On October 16, the Group of Experts on Privacy, Chaired by Mr. A. P. Shah, submitted its Report to the Planning Commission.  The Expert Group was appointed to set out the principles that Indian privacy law should abide by.   Even though privacy has been held to be a fundamental right as long back as in 1962, India does not have a law that specifies safeguards to privacy.  Moreover, recent government initiatives, such as the UID, involve collection of personal information and storage in electronic form.  The absence of a law on privacy increases the risk to infringement of the fundamental right. In this blog we list the recommendations made by the expert group, discuss the status of the right to privacy in India, and why there is a need for an enactment. Recommendations of the Expert Group on Privacy

  • The Expert Group recommended that the new legislation on privacy should ensure that safeguards are technology neutral.  This means that the enactment should provide protections that are applicable to information, regardless of the manner in which it is stored: digital or physical form.
  • The new legislation should protect all types of privacy, such as bodily privacy (DNA and physical privacy); privacy against surveillance (unauthorised interception, audio and video surveillance); and data protection.
  • The safeguards under the Bill should apply to both government and private sector entities.
  • There should be an office of a ‘Privacy Commissioner’ at both the central and regional level.
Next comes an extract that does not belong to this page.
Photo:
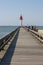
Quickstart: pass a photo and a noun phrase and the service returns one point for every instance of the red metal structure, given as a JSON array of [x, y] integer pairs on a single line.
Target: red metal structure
[[21, 18]]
  • There should be Self-Regulating Organisations set up by the industry.  These organisations would develop a baseline legal framework that protects and enforces an individual’s right to privacy.  The standards developed by the organisations would have to be approved by the Commissioner.
  • The legislation should ensure that entities that collect and process data would be accountable for these processes and the use to which the data is put.  This, according to the Group, would ensure that the privacy of the data subject is guaranteed.

Present status of the Right to Privacy While the Supreme Court has held privacy to be a fundamental right, it is restricted to certain aspects of a person’s life.  These aspects include the privacy of one’s home, family, marriage, motherhood, procreation and child-rearing.  Therefore, to claim privacy in any other aspect, individuals have to substantiate these are ‘private’ and should not be subjected to state or private interference.  For instance, in 1996 petitioners had to argue before the Court that the right to speak privately over the telephone was a fundamental right. Risks to privacy Government departments collect data under various legislations.  For instance, under the Passport Act, 1967 and the Motor Vehicles Act, 1988 persons have to give details of their address, date of birth etc.  These enactments do not provide safeguards against access and use of the information by third parties.  Similarly, information regarding ownership of property and taxes paid are publicly available on the MCD website. Furthermore, recent government initiatives may increase the risk to infringement of privacy as personal information, previously only available in physical form, will now be available electronically.  Initiatives such as the National e-Governance Plan, introduced in 2006 and Aadhaar would require maintenance of information in electronic form.  The Aadhaar initiative aims at setting up a system for identifying beneficiaries of government sponsored schemes.  Under the initiative, biometric details of the beneficiaries, such as retina scan and fingerprints, are collected and stored by the government.  The government has also introduced a Bill in Parliament creating a right to electronic service delivery.  As per news reports, a draft DNA Profiling Bill is also in the pipeline.